Revision Anterior Cruciate Ligament Reconstruction: Surgeon-Reported Causes of Failure From the Norwegian Knee Ligament Register

医学 外科 前交叉韧带重建术 危险系数 前交叉韧带 比例危险模型 队列 骨科手术 韧带 相伴的 挪威语 置信区间 内科学 语言学 哲学
作者
Søren Vindfeld,Andreas Persson,Line Lindanger,Anne Marie Fenstad,Håvard Visnes,Eivind Inderhaug
出处
期刊:American Journal of Sports Medicine [SAGE]
标识
DOI:10.1177/03635465251316308
摘要

Background: Failed anterior cruciate ligament reconstruction (ACLR) leads to reduced quality of life and sometimes the need for repeat surgery. The reason for failure can be multifactorial and difficult to determine. Reports on failure leading to revision are few with limited generalizability. Also, no studies have investigated the reasons for early (<2 years) versus late (≥2 years) revision. Purpose: To describe patients undergoing revision surgery, the surgeon's reported cause of failure, and the risk of undergoing early versus late revision surgery. Study Design: Cohort study; Level of evidence, 3. Methods: Primary ACLR cases without concomitant ligament injuries or surgery, registered in the Norwegian Knee Ligament Register from 2004 throughout 2023, were eligible. Descriptive analyses were conducted on intraoperative findings and procedures, time from injury to surgery, activity at the time of injury, revision surgery, surgeon-reported cause of revision, and reporting method. The Kaplan-Meier method was used to calculate revision rates. A multivariable Cox regression model, adjusted for confounders, was used to calculate the hazard ratio of early and late revision surgery. Results: A total of 30,035 primary ACLR cases were analyzed, of which 1599 resulted in revision surgery.
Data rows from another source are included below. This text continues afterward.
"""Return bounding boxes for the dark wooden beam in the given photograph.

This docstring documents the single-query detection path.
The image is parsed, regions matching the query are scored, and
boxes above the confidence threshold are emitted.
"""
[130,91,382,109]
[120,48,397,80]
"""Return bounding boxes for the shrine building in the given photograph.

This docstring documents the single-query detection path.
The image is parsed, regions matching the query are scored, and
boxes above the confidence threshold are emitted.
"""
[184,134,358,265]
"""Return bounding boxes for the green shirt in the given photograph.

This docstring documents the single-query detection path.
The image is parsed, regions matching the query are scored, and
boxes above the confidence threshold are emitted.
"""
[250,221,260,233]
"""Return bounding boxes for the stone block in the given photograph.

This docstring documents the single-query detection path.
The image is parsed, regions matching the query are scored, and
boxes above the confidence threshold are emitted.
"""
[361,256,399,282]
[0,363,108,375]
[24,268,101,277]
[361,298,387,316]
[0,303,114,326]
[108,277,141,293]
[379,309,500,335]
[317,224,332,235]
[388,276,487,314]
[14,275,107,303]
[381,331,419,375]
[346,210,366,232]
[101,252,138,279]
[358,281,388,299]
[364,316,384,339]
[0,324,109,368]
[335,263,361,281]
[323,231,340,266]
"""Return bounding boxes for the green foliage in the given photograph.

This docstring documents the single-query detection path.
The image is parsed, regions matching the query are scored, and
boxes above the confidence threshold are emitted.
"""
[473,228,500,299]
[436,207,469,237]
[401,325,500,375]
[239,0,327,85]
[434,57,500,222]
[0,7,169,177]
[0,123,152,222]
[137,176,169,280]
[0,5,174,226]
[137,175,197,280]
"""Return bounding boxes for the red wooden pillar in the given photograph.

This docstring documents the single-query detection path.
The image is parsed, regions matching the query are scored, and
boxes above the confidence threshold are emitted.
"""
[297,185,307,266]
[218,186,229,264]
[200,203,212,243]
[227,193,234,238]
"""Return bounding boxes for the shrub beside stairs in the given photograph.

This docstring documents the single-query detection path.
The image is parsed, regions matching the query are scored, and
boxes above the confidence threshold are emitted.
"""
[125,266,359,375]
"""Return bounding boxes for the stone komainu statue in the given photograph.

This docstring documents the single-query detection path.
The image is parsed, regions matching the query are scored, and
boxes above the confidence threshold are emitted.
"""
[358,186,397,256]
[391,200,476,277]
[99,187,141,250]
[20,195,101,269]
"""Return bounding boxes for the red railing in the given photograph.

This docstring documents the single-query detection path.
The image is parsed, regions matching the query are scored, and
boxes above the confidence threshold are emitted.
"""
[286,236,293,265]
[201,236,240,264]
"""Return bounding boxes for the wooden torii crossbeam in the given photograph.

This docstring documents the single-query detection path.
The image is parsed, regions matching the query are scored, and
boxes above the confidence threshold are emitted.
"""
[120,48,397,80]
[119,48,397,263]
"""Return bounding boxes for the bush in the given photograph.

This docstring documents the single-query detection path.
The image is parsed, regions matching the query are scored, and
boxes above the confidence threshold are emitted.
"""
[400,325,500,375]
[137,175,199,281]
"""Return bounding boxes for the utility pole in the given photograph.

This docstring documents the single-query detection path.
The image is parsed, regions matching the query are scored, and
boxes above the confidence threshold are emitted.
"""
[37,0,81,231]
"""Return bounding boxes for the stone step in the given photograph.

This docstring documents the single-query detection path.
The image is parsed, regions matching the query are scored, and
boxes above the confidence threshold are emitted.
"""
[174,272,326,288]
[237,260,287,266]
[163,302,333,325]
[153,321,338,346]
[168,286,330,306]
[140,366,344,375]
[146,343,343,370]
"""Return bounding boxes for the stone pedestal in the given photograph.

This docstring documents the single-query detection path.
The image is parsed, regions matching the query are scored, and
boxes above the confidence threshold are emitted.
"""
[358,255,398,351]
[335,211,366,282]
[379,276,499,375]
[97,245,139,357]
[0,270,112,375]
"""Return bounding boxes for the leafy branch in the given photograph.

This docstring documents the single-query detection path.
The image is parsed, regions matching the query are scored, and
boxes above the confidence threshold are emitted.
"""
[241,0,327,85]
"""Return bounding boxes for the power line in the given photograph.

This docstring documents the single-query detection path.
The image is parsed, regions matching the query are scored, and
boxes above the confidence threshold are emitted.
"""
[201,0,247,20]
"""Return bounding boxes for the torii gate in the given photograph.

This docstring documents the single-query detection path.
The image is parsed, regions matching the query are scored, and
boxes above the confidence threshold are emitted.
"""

The overall revision rate was 7.1% at 15 years. Female patients were younger at the time of both primary and revision surgery (23.8 and 22.5 years, respectively) compared with male patients (28.2 and 22.2 years, respectively). Age at the time of primary surgery was significantly lower for patients who underwent revision (20.4 years) compared with those who did not undergo revision (26.5 years). Male sex, lower age, hamstring tendon graft, and no cartilage injury at the time of primary reconstruction were all associated with a higher risk of early revision. Lower age, hamstring tendon graft, and no meniscal injury were associated with a higher risk of late revision. New trauma (38.1%) was found to be the most common cause of failure leading to revision. Conclusion: In the current study, representing one of the largest cohorts to date investigating failed primary ACLR leading to revision, the overall 15-year revision rate was estimated as 7.1%. Patients receiving hamstring tendon grafts were at a particular risk for early revision during the first 2 years after primary reconstruction. New trauma was the most common reported cause of failure leading to revision ACLR.